ABD Fetullah Gülen’i verir mi?

YAYINLAMA: 16 Ağustos 2016 / 20.00 | GÜNCELLEME: 16 Ağustos 2016 / 20.00

Çok ama çok zor bir soru.

ABD’nin işleyiş tarzını bilmeyenler için bu soruya yanıt vermek  spekülasyondan öteye gitmez.

Obama, topal ördek oldu, onun zamanında bir şey yapılamaz ama kararı Kasım’da seçilecek başkan verir diyenler varsa, üzgünüm böyle konuşanlar da fazla bir şey bilmiyor demektir.

Hillary Clinton gelmiş veya Donald Trump gelmiş, Gülen açısından zerre kadar bir şey farketmez.

ABD Başkanları İngiltere Kraliçesi II. Elizabeth’ten biraz hallicedir, o kadar!..

 

O halde ABD’yi kim yönetiyor?

Lobiler!..

Bir uzman bir vakit şöyle demişti:

Amerikan devlet adamlarının arkasındaki hegemonlardır dünyaya nizam veren, ülkeleri işgal ettiren, darbe yaptıran, hükümetleri deviren ve ülkelerin sınırlarını değiştirenler.

 

Hegemonya derken, özellikle lobileri ve derin devleti hesaba katacaksınız.

ABD denen devleti işletenlerin dünyayı da yönettiğini biliyoruz.

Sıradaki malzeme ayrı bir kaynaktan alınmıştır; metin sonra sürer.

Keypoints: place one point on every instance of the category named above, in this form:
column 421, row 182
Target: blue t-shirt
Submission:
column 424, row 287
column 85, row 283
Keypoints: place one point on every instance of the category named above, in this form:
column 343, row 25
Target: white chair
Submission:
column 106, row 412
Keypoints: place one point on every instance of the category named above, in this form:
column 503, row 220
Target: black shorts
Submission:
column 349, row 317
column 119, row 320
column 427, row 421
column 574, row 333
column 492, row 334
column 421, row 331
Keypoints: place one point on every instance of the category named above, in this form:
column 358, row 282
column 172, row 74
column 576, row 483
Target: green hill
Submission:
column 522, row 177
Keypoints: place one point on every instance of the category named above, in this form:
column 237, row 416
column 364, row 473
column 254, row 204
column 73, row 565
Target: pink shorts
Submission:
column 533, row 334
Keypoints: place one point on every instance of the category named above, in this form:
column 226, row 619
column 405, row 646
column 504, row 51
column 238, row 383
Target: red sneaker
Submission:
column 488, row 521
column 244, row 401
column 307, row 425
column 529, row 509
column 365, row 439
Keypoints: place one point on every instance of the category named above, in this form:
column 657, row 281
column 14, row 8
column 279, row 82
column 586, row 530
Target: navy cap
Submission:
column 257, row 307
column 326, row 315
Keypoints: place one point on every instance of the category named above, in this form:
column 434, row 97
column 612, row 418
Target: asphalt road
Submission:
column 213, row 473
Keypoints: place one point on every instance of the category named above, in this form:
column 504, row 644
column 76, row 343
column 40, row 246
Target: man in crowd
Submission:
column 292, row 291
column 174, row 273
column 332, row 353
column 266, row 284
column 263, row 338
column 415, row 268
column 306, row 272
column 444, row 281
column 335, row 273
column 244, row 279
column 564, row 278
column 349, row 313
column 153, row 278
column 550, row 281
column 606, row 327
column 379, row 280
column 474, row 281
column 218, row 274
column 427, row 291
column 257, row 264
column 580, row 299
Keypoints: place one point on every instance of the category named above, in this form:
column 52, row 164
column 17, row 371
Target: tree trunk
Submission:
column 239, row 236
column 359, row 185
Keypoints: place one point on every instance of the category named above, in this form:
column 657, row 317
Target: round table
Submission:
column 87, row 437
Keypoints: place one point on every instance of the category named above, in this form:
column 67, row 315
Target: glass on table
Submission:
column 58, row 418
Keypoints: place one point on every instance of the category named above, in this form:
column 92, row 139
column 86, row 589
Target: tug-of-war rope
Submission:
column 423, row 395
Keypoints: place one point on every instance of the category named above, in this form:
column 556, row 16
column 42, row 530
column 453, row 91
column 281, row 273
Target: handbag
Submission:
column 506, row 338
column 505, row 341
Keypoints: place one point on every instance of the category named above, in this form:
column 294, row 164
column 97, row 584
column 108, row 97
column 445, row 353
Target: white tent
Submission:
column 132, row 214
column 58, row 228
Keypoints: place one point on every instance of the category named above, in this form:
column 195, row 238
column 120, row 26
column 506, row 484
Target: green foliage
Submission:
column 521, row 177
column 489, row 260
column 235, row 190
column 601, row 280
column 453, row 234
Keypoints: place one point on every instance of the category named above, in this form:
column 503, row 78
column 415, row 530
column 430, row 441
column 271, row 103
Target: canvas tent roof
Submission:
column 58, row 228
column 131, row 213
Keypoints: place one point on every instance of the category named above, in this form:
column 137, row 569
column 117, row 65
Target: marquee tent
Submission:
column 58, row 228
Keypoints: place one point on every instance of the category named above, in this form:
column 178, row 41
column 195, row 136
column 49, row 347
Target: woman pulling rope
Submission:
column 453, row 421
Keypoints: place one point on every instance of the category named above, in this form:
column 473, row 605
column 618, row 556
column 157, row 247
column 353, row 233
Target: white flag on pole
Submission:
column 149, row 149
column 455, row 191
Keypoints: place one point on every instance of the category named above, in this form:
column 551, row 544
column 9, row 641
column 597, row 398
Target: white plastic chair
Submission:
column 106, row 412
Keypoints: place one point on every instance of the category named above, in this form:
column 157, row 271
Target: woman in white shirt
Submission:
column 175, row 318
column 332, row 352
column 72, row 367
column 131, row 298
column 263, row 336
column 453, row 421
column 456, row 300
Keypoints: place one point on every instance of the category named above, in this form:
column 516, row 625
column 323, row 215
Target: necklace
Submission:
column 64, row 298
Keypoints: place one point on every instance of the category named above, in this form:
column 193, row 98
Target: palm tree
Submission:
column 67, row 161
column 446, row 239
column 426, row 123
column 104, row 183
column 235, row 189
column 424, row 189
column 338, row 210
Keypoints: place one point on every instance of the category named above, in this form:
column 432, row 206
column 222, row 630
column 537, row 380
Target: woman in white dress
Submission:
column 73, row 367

Karar makanizmalarında yer alan kurumların tepe noktasında da hep Yahudiler’in olduğu bilinen diğer bir gerçektir.

Ancak, benim kısaca anlatmak istediğim ABD’de Gülen kararını ne  Obama verecek, ne de Dışişleri!..

 

Türkiye I. Dünya Savaşı’ndan sonraki en büyük felaketi, bölünmeyi yaşıyor.

Cumhuriyet tarihinin en büyük tasfiyesi yaşanıyor.

11 bin 661 olan hakim ve savcı sayısının neredeyse yarıya yakını tasviyeye uğrayacak gibi gözüküyor.

Ordu da general sayısı yarıya düşecek gibi, pilot sayısı da öyle!..

Eğitim kurumlarının durumunu ise aynı kelimelerle ifade etmek mümkün.

İç güvenlik, bürokrasi de farksız…

 

Bunları çok üstünkörü yazmamın nedeni, ülkemize bu kadar kötülü yapan, bizi felakete sürükleyen, mahveden adamı Amerika bize verir, “Alın, yargılayın suçluysa cezasını verin” der mi?

Bizden laf ola beri gele, bir takım belgeler istediler, gönderdik. Beğenmediler, “Böyle olmaz” dediler. Şimdi bir heyet gönderecekler, onlar bize Gülen’in iadesi için nasıl bir dosya hazırlanacağını öğretecekler.

 

ABD Dışişleri Bakanlığı Sözcüsü Elizabeth Trudeau önceki günkü basın toplantısında, iade sürecinin ne kadar süreceği yönündeki soruya bakın ne kadar net (!) bir cevap veriyor:
Aylar da sürebilir, yıllar da. Belli bir zaman dilimi belirtemem…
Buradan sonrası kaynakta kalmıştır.